Actually, this is what I'm doing :) But it still doesn't answer the question (hopefully I'm asking it right). I specifically do not want to have to '.Select(n => new....)'. The point is that I want the query itself to be flexible. In the event that I add a column (and poco class property) I don't want to have to go through the entire DAL to change the '.Select(n => new' statements.
@Michael'mital'Pedersen - Can you give an example of why you want to modify the entity property directly, instead of adding a property via a partial class?
it's all a matter of performance. Let's say "StartTime" is UTC and I want to display 100,000 records with the datetime converted to a different timezone. In this case I want the SQL Server to add 120 minutes (example) to StartTime before returning the results.

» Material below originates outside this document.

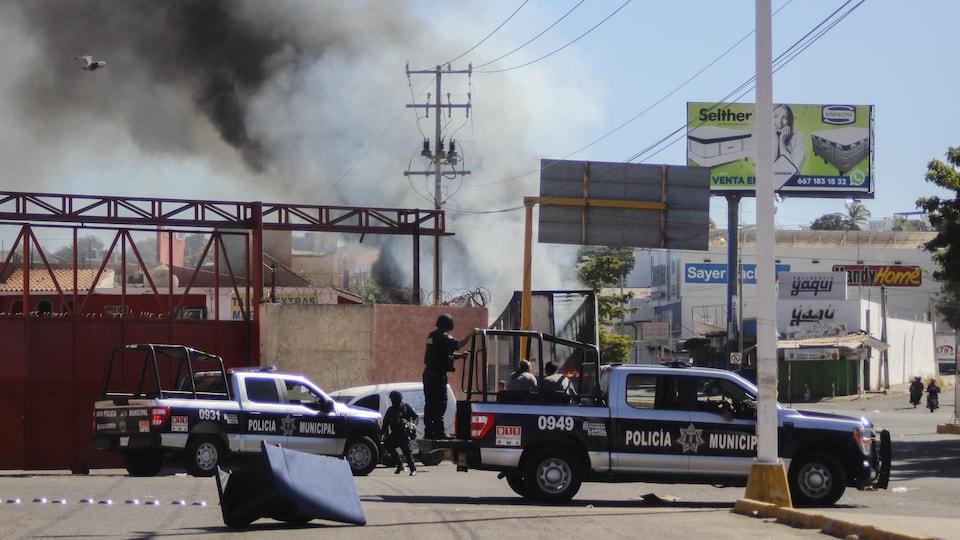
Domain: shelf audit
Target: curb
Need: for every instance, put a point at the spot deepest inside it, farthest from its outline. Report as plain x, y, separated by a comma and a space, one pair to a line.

This should perform much better than calling a property in a partial class 100,000 times.
@Michael'mital'Pedersen, What about creating a class that contains your entity plus any additional properties, this way you dont have to worry about any properties changing on your entity, but you can still do the calculations on sql server for any additional properties, take a look at the updated answer
I thought about this too. Only reason I didn't do it already is that it would introduce a second "layer" in the entity as far as DAL goes, which is what I was trying to avoid. However, for this application performance is more important that maintainability (:-/), so I'll have to set aside my aversion for DAL code logic exceptions and do as you suggest. I'm accepting this answer. Thanks :-)
0

How about this for old school?

var items = context.Titles.ToList();
foreach(var title in items) StartTime = StartTime.AddMinutes(30); 

1 Comment

Absolutely not. The 'ToList()' will cause the query to execute and property update to occur afterwards. This type of simple mass-manipulation is best placed on the SQL Server.